The moot question is whether it is going to prove beneficial or detrimental like many other schemes by the present dispensation. Let’s have a closer look.
It’s been reported that the government has cut down on national health funding. But the government has shown a great interest in rejuvenating ayurvedic treatments and education, at least theoretically. Our own Baba Ramdev came up with a state of the art ayurvedic research centre and the Prime Minister inaugurated an apex ayurvedic institute, designed on the lines of AIIMS, in the national capital. It seemed like the government wanted to bring back the lost glory of ayurvedic medicine. But now, we learn that ayurvedic practitioners will be allowed to practice allopathic medicines?
Will this really end the problems of rural India? I certainly don’t think so. If you ask me, this is going to open a Pandora’s box. The government will be at a loss to prevent the problems emanating from the bill if it gets passed. In my opinion, this is not the way to come up with an answer to western allopathic medicine. This only confirms that the government is just looking to bridge certain gaps and excellence is not what the government aims for. This, coupled with the recent rise in holding allopathic doctors responsible for all eventualities, has the potential to wreak havoc on our health system which is already quite debilitated, no matter how much we want to glorify it by calling it ‘divyang’.
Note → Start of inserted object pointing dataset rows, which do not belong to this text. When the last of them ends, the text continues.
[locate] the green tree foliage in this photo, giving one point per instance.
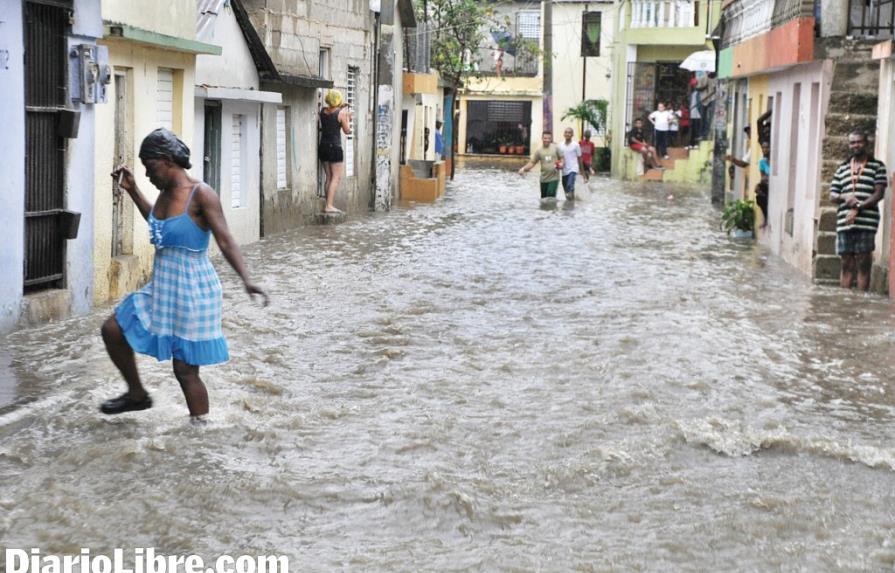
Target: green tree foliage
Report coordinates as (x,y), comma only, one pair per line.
(592,112)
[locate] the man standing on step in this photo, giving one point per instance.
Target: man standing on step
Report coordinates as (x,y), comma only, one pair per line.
(858,185)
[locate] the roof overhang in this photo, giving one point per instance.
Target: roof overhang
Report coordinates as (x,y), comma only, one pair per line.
(238,94)
(116,31)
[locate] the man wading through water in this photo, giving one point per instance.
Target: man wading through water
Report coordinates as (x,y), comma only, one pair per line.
(858,185)
(551,165)
(178,314)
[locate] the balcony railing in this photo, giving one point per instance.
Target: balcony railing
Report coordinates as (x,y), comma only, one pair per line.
(871,18)
(746,19)
(664,13)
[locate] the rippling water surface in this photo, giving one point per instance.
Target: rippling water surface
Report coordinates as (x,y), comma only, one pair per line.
(485,384)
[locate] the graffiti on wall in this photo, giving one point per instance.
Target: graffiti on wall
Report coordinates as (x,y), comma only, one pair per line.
(384,129)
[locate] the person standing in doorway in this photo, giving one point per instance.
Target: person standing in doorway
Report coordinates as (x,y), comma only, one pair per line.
(695,115)
(571,163)
(762,190)
(857,187)
(637,142)
(587,155)
(177,316)
(335,119)
(439,141)
(661,120)
(551,165)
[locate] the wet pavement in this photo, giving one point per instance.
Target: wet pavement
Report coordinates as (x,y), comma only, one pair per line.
(485,384)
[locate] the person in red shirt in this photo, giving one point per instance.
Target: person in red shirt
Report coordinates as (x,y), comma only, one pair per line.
(587,154)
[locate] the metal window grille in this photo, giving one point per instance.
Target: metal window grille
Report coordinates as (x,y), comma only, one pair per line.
(236,162)
(165,98)
(590,34)
(350,99)
(528,24)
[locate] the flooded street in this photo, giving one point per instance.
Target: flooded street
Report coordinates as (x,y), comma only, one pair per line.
(484,384)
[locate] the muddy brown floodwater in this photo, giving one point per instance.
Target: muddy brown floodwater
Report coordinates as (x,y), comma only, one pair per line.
(485,384)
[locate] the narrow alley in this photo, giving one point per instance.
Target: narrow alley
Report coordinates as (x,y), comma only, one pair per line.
(484,383)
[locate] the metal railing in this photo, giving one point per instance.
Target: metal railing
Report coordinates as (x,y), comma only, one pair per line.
(745,19)
(664,13)
(871,18)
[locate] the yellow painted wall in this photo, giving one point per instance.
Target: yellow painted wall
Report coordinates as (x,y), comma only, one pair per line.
(171,17)
(141,65)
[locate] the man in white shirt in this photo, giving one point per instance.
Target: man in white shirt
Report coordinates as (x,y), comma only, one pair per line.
(661,120)
(571,167)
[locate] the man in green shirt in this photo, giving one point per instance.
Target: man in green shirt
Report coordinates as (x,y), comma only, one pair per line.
(551,165)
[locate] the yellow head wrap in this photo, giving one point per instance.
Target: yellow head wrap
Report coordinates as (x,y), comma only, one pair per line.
(333,98)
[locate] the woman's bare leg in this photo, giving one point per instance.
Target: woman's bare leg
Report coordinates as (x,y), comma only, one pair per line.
(122,356)
(193,389)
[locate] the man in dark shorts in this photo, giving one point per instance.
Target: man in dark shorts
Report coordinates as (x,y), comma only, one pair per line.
(551,165)
(637,142)
(858,185)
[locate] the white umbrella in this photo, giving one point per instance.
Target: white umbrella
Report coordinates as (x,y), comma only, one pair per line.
(703,61)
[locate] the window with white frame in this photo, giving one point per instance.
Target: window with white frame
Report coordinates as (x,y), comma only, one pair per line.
(164,115)
(528,24)
(282,148)
(236,163)
(350,99)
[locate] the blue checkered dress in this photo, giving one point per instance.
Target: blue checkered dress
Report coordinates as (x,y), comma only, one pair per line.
(178,314)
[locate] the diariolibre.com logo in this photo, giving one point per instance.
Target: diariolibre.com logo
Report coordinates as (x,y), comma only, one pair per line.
(139,560)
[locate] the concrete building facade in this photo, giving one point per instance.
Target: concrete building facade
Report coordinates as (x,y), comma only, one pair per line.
(582,49)
(46,158)
(152,51)
(227,136)
(809,65)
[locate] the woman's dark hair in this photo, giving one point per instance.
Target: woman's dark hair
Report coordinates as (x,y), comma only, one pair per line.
(163,144)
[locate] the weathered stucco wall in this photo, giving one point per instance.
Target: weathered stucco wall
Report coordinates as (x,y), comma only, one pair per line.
(141,65)
(12,163)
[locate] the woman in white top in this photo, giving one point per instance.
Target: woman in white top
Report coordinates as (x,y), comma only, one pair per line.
(661,120)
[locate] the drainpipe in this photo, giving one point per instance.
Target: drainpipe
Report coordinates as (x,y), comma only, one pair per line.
(377,27)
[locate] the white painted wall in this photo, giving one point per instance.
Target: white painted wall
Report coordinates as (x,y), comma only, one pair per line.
(12,163)
(797,248)
(244,221)
(234,68)
(885,150)
(142,64)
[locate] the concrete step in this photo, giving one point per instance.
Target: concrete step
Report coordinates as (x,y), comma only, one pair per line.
(854,101)
(653,175)
(330,218)
(853,76)
(843,123)
(678,152)
(826,267)
(825,243)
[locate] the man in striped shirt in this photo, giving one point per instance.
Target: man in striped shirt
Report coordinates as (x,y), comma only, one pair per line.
(858,185)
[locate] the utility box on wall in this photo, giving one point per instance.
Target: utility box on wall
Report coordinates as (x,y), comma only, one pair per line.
(90,73)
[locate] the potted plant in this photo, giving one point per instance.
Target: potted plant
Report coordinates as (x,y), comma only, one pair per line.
(739,218)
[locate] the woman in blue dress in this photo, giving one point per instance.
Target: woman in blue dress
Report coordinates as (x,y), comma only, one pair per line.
(178,314)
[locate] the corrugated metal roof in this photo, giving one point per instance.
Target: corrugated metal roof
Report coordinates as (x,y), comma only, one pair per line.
(208,11)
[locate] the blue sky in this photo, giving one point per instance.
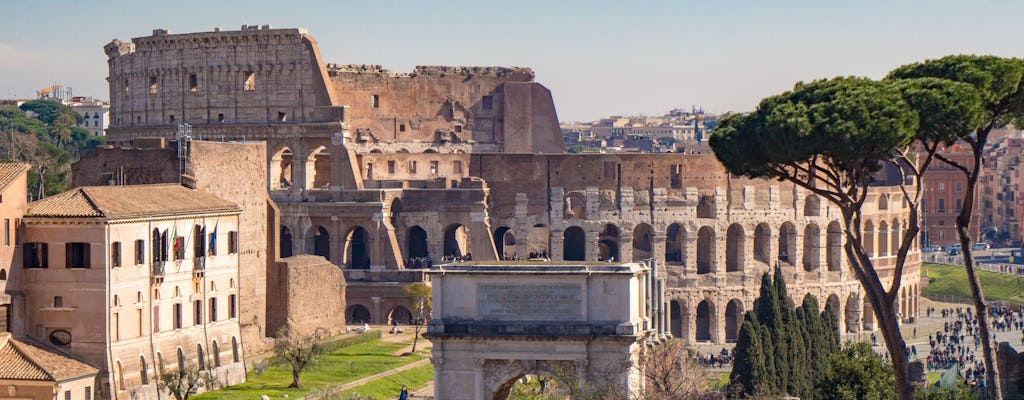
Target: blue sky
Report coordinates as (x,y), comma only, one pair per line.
(598,57)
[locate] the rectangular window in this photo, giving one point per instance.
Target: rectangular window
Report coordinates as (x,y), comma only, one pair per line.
(116,254)
(35,255)
(77,255)
(139,252)
(249,81)
(198,312)
(176,314)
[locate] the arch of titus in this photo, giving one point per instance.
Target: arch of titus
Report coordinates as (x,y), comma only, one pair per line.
(379,171)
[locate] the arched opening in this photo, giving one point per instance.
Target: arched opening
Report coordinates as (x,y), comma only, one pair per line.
(676,318)
(706,250)
(417,242)
(539,241)
(399,314)
(573,243)
(812,206)
(762,243)
(834,253)
(357,249)
(456,240)
(286,242)
(812,248)
(505,242)
(322,242)
(607,243)
(733,318)
(868,238)
(675,245)
(883,238)
(642,241)
(734,249)
(357,313)
(704,321)
(852,314)
(281,169)
(786,242)
(318,169)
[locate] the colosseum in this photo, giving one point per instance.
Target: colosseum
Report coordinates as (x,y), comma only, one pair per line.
(385,174)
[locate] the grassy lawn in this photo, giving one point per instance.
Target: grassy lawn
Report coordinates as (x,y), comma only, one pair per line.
(339,366)
(389,387)
(951,280)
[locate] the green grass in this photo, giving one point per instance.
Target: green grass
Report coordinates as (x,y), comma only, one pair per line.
(339,366)
(389,387)
(951,280)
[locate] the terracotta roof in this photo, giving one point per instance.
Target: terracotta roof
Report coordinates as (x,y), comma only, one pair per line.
(10,171)
(30,360)
(129,202)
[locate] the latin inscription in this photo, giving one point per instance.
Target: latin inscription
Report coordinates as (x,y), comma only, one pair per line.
(528,302)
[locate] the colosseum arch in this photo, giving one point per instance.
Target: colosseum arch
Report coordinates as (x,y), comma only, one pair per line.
(733,319)
(357,249)
(834,252)
(734,243)
(318,169)
(812,248)
(706,250)
(607,243)
(787,243)
(285,248)
(456,240)
(643,237)
(706,322)
(281,169)
(675,245)
(417,239)
(762,243)
(573,243)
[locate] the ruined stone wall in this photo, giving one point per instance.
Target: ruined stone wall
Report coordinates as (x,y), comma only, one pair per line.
(306,293)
The upbeat mood of ayurveda advocates can be sensed easily. They think that they may be at par with the so-called modern practitioners of medicine. I don’t know how the quality of treatment would be regulated, but it gives me shudders to think of the plight of people in rural areas who could be subjected to this experiment.
And last but not the least, I think ayurveda will be limited to ‘dadi ma’s nuskha’. The last hope of ayurveda getting its due seems to be fading with the government bringing this bill to the parliament. Our esteemed ayurveda advocates must have never imagined this unique way of promoting their practice.
Allopathic medicine and ayurvedic medicines are two distinct streams and the government could have done its best to add evidence-based ayurvedic practices as our indigenous answer to western medicine. Instead, I find mediocrity creeping into all aspects of life and government mechanisms as well. This is not the middle path to achieving our goals. Is this really the best way to realise our dreams about the nation?